Help with stuck delta backups.



  • I'm looking for possibly some suggestions.
    I've been running xcp-ng with XO-Community edition installed within an Ubuntu VM within xcp-ng which was installed and updated via the jarli scripts. I'm using XO to create delta backups of two virtual machines running on xcp-ng -- pfSense and the actual Ubuntu VM running XO. These backups are sent to a freeNAS box running on a local home network over a cat5e wired connection.

    It seems like maybe once or twice a week, the backups get stuck -- by stuck I mean they either get stuck during the transfer or merge state within the delta backup process. There may possibly a connection interruption, however when I see for example a job is stuck during the transfer process, I try remote ssh into the boxes and I don't see a problem. I try killing the jobs with the XO GUI and this doesn't exactly work. I'm not sure I'm educated enough to figure out which of the jobs the backup is running under when I use htop on the XO host. Each job when it completes successfully should take under 5 min.

    So my questions:

    1. How best to identify and kill the backup jobs on the xo or xcp-ng host? What should I be looking for at the command line?
    2. Future suggestion -- If XO detects the jobs are stuck (I'm not even sure if this logic is available), however can't there be a feature for XO to kill the job automatically? For example it sees a backup is running for 6 hours. I understand each users requirements may be different and a backup might actually take 6 hours, so I guess this could be an optional parameter.
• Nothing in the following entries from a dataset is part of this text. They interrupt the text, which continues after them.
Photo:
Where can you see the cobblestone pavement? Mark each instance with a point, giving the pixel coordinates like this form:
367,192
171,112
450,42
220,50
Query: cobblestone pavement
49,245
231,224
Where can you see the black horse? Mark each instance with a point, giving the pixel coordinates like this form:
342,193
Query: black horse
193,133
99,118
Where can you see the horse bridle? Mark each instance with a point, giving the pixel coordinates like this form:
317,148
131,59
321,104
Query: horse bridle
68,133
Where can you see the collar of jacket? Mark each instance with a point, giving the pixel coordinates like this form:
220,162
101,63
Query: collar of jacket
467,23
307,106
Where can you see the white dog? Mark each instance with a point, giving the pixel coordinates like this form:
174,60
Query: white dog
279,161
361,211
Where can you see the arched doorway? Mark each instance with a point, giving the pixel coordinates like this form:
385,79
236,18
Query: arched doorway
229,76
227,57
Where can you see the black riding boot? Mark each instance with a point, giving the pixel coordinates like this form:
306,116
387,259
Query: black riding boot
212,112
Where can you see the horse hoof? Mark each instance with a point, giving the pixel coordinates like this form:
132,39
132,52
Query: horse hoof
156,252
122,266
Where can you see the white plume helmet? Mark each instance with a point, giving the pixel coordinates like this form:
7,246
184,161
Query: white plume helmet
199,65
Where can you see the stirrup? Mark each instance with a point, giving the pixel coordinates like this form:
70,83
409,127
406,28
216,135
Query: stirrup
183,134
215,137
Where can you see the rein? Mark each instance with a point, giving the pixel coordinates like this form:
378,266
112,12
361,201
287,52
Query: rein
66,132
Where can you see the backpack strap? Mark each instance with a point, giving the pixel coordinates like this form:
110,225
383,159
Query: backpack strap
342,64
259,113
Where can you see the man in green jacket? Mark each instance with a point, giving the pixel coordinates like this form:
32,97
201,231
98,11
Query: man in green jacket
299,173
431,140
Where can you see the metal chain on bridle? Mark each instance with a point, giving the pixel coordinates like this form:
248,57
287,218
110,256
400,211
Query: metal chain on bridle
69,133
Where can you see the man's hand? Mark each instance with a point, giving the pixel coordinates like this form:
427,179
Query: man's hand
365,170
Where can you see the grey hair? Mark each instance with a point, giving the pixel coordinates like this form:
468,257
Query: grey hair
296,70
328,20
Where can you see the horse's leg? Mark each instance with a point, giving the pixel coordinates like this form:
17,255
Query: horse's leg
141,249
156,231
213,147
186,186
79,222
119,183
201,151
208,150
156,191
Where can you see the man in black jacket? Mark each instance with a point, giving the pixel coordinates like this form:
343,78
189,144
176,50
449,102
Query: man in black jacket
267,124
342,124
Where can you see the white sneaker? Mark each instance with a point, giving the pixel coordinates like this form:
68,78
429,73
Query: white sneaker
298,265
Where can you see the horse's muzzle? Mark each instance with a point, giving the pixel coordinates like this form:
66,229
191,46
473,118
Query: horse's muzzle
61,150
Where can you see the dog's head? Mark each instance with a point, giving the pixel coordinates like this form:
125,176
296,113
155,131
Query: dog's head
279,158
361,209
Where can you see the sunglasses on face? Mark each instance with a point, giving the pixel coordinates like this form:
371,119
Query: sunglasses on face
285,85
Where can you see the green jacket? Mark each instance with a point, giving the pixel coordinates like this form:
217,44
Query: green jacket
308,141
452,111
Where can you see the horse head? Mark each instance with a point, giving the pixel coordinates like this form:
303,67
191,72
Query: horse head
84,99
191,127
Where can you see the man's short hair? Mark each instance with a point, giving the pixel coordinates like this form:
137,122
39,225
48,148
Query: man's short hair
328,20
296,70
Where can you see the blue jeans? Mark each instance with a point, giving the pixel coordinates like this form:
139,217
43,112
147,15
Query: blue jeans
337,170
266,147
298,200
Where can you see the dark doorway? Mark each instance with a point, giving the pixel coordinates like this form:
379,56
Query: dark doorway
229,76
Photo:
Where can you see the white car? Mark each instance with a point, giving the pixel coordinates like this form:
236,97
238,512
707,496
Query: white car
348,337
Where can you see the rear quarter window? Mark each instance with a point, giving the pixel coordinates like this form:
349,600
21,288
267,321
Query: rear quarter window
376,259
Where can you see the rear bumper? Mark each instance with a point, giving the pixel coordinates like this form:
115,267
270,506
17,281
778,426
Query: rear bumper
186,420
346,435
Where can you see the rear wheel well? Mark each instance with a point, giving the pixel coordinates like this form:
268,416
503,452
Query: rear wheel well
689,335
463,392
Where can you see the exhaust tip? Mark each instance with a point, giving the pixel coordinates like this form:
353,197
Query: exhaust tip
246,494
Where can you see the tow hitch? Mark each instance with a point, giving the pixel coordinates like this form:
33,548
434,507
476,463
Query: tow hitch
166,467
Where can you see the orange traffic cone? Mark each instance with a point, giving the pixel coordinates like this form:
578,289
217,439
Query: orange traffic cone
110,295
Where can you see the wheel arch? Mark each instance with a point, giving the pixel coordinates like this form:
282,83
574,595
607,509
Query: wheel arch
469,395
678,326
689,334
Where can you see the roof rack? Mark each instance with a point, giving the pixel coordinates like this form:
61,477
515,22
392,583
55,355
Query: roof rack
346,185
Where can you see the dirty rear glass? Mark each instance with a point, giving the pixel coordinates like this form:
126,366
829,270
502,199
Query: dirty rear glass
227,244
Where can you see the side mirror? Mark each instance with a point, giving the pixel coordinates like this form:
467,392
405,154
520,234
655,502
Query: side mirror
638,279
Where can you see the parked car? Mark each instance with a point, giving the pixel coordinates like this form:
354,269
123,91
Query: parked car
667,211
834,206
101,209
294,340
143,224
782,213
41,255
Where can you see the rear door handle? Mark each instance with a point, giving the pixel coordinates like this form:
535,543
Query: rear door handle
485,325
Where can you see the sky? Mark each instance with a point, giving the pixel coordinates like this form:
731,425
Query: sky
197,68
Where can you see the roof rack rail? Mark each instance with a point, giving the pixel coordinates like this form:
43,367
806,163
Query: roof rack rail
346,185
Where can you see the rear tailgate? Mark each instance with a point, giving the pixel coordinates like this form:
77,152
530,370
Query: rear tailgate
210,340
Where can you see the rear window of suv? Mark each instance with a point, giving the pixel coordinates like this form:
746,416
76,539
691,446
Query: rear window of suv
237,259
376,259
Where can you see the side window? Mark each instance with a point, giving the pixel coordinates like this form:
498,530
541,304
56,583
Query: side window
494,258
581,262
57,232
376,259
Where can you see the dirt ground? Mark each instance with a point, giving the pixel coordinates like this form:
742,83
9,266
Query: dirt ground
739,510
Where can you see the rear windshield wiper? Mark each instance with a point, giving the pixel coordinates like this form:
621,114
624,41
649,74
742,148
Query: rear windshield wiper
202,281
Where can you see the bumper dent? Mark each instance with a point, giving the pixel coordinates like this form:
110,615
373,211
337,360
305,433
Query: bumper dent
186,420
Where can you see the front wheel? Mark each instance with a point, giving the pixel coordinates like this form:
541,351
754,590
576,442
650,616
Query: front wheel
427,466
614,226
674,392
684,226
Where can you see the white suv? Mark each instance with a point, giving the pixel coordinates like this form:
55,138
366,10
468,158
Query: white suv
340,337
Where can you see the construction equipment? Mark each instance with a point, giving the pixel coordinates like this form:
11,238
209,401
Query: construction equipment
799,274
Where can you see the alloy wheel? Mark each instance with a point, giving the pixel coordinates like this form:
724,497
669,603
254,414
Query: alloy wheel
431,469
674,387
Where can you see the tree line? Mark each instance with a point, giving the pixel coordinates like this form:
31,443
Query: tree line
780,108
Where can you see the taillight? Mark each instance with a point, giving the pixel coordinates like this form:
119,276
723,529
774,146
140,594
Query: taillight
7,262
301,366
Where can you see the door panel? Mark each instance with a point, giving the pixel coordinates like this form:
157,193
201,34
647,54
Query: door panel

    I can post any logs. In order to rectifiy the solution, I've tried forcibly killing the Ubuntu VM XO is working on and rebooting the VM -- This doesn't always work and I actually have to end up rebooting the entire xcp-ng installation -- perhaps this is overkill (probably is), however when the command xe vm-list on the xcp-ng host says something like connection lost and lists no vms --- I'm not sure what to do.


  • Admin

    Please upgrade to the latest version, there is some XAPI connection improvements that should avoid stuck jobs.

    It's not that easy to kill a job, because there is multiple things related: XAPI itself, streams, XO, etc. A job doesn't really exists per se, it's a collection of various process in various places.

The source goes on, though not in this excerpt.